Po emocjach związanych z półfinałami Pucharu Ligi Angielskiej i wyłonieniu zestawu finału w składzie Manchester United i Southampton wkraczamy w kolejną rundę Pucharu Anglii. Na Wyspach FA Cup cieszy się większą tradycją i uznaniem. 4 runda zaczęła się od piątkowego starcia Derby County z Leicester City. Mecz przyniósł niesamowite emocje. Zakończył się remisem 2:2 i dojdzie do powtórki na King Power Stadium w Leicester. Claudio Ranieri długo jednak musiał drżeć chociaż o remis jego podopiecznych, ów remis zapewnił kapitan Wes Morgan skutecznym strzałem głową w końcówce meczu.
Forum Bukmacherskie - Puchar Anglii
Sobota to szereg wielu spotkań, faworyci wyraźni, ale są tez spotkania o dużym ciężarze gatunkowym jak chociażby pojedynek Southampton z Arsenalem. Spójrzmy jak wygląda cały harmonogram oraz oferta kursowa od firmy bukmacherskiej STS:
Southampton – Arsenal
Niewątpliwie jest to najciekawszy pojedynek w tej rundzie. Dwa zespoły z Premier League.

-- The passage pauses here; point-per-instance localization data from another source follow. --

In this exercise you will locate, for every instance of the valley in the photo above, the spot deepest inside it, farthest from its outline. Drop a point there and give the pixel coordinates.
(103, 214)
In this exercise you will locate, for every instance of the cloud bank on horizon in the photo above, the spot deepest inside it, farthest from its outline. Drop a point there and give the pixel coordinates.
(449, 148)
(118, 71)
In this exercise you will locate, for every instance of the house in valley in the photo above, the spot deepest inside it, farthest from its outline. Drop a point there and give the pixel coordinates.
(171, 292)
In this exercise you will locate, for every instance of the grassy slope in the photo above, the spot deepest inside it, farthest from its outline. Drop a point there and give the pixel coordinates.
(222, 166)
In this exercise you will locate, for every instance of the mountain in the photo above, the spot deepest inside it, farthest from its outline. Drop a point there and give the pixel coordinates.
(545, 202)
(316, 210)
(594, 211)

Southampton po sukcesie w dwumeczu z Liverpoolem w Pucharze Ligi Angielskiej zechce także z dobrej strony pokazać się w drugim z pucharów. Arsenal ostatnio dobra seria meczów. Faworyta nie sposób wskazać. Southampton do meczu przystąpi osłabione brakiem Van Dijka, Ward-Prowse i Jaya Rodrigueza. Ponadto z klubu odszedł niedawno Jose Fonte więc Claude Puel ma kłopot ze środkiem defensywy. W zespole Arsnealu zabraknie Granita Xhaki, który jest zawieszony za czerwoną kartkę po ligowym meczu z Burnley. Arsenal nie zdobył stadionu Southampton od roku 2003! Więc czy uda się przełamać złą serię?
Foto: bbci.co.uk
Liverpool – Wolverhampton
Przez pewien czas mówiono o Liverpoolu jako o kandydacie do walki o mistrzostwo Anglii. Ponadto The Reds pod wodzą Kloppa mieli walczyć o tryumfy w krajowych pucharach. Styczeń to jednak okres wielkiego kryzysu przez jaki przechodzi zespół Liverpoolu. Na 7 dotychczas rozerganych meczów w styczniu Liverpool wygrał raptem raz z zespołem z niższych lig, Plymouth 1:0. Wolverhampton to ekipa z zaplecza Premier League więc teoretycznie także to gospodarze są zdecydowanym faworytem. W osiągnięciu dobrego rezultatu Kloppowi nie pomoże Adam Lallana, nie będzie nadal też Sadio Mane. Nie wiadomo jaki skład wystawi Klopp znany z eksperymentowania podczas meczów pucharowych. Czy Wilki sprawią niespodziankę na Anfield?